Response from authors
This is an interesting question that might need further research to be fully responded. However, we think we have sufficient technical and scientific evidence to say that it is unlikely that there is a bias in the distribution of non-polio EV serotypes in water samples analysed in this study due to the selection of poliovirus-negative samples for our analysis. First, the workflow used for all samples was identical, as described in the WHO Guidelines for environmental surveillance of poliovirus circulation. 2003, (WHO/V&B/03.03). Secondly, both polio and non-polio enteroviruses have similar structural and physicochemical properties and are expected to be affected by dilution and inactivation effects in sewage in a similar manner. Absence of any enterovirus detection is used and has proven to be a good indicative of poor environmental sensitivity for poliovirus detection regardless of EV serotypes present in the sample. Lastly, recent studies suggest there is little interference between the circulation of different EV serotypes in the same population with circulation of specific EV serotypes not having a major impact on the transmission of other EV serotypes.
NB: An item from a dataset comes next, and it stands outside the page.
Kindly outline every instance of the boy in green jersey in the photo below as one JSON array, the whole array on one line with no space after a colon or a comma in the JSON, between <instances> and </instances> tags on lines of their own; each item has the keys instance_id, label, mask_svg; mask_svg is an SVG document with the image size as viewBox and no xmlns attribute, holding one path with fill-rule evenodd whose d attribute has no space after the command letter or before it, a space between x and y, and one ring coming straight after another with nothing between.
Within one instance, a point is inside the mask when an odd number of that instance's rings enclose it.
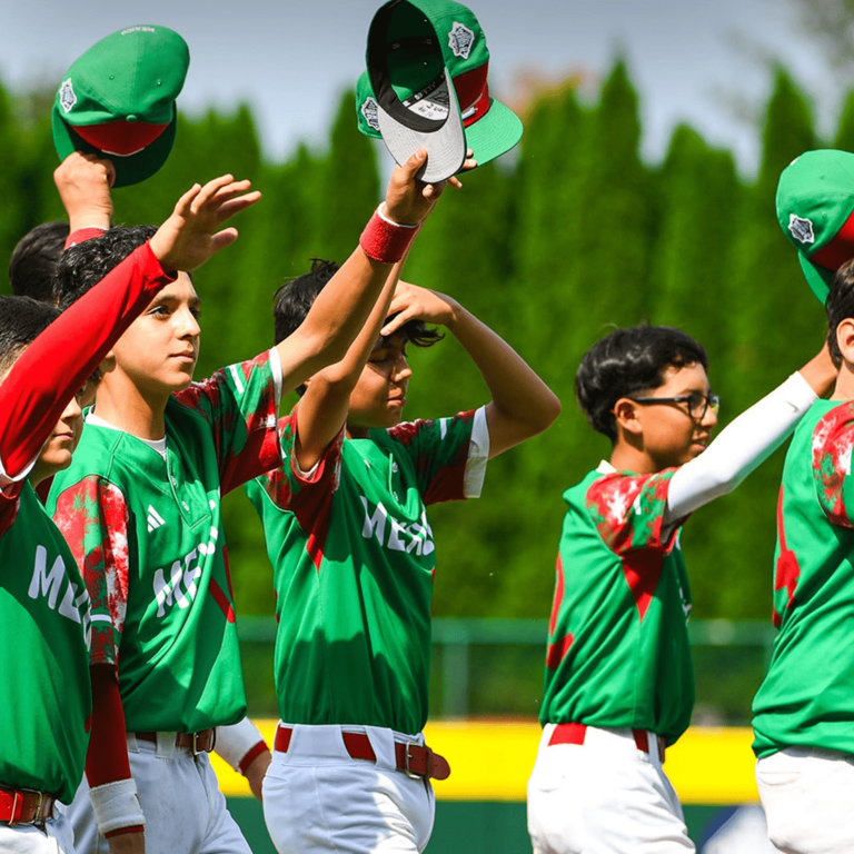
<instances>
[{"instance_id":1,"label":"boy in green jersey","mask_svg":"<svg viewBox=\"0 0 854 854\"><path fill-rule=\"evenodd\" d=\"M287 285L280 340L328 289L334 265ZM403 423L407 346L448 329L491 400ZM264 783L281 854L423 851L430 777L447 763L424 744L436 569L426 506L476 497L486 463L546 429L559 403L458 302L394 280L346 358L306 381L280 423L284 467L247 493L264 520L279 630L281 715Z\"/></svg>"},{"instance_id":2,"label":"boy in green jersey","mask_svg":"<svg viewBox=\"0 0 854 854\"><path fill-rule=\"evenodd\" d=\"M93 603L88 785L69 808L82 850L107 838L148 854L248 852L199 756L215 727L246 713L221 495L279 464L281 388L340 358L364 325L440 191L416 180L424 159L395 169L385 216L375 214L325 298L268 352L192 383L199 300L181 274L101 365L80 454L50 498ZM91 225L70 219L72 231ZM110 229L67 250L60 305L145 237L145 227ZM141 811L120 796L131 776Z\"/></svg>"},{"instance_id":3,"label":"boy in green jersey","mask_svg":"<svg viewBox=\"0 0 854 854\"><path fill-rule=\"evenodd\" d=\"M230 179L193 188L150 242L61 317L26 297L0 298L0 850L73 851L53 804L80 782L92 711L90 598L33 486L70 464L75 396L115 341L178 266L197 267L235 239L232 229L214 231L251 203L236 198L242 189Z\"/></svg>"},{"instance_id":4,"label":"boy in green jersey","mask_svg":"<svg viewBox=\"0 0 854 854\"><path fill-rule=\"evenodd\" d=\"M823 351L709 445L718 400L703 347L679 329L617 329L585 354L576 393L613 443L564 494L540 709L528 783L536 854L686 854L662 769L691 719L691 593L679 530L737 486L827 390Z\"/></svg>"},{"instance_id":5,"label":"boy in green jersey","mask_svg":"<svg viewBox=\"0 0 854 854\"><path fill-rule=\"evenodd\" d=\"M793 854L843 854L854 851L854 261L845 261L854 258L854 155L797 158L781 176L777 215L825 304L838 376L831 399L798 425L783 468L779 633L753 701L753 749L771 841Z\"/></svg>"}]
</instances>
Indeed, several other factors do seem to have an effect on the detection of EVs in environmental samples such as the nature of the sewage network, the appropriateness of the sampling site, the catchment population and the physicochemical properties of sewage. However, it is unlikely that these properties would affect different EV serotypes differently for the reasons stated above, although it cannot completely be ruled out. Current WHO guidelines recommend establishment of environmental surveillance sites where there is a convergent sewage network and a catchment population of 100 000 to 300 000 people. However, most areas at high risk of poliovirus transmission have informal drainage and sewerage and sampling sites, such as the ones used in this study, might be very different between them making comparisons between sites more difficult. Samples used in this study were taken from water streams used by some communities that are often contaminated with sewage, but levels of contamination and catchment population numbers are difficult to estimate. We have added a paragraph in section 2.1 (Materials and Methods) to state why we don’t expect bias in EV serotype distribution due to selecting poliovirus-negative samples.

Round 2

Reviewer 2 Report

My concerns raised in the first round of review are well addressed. I appreciate the authors' hard work.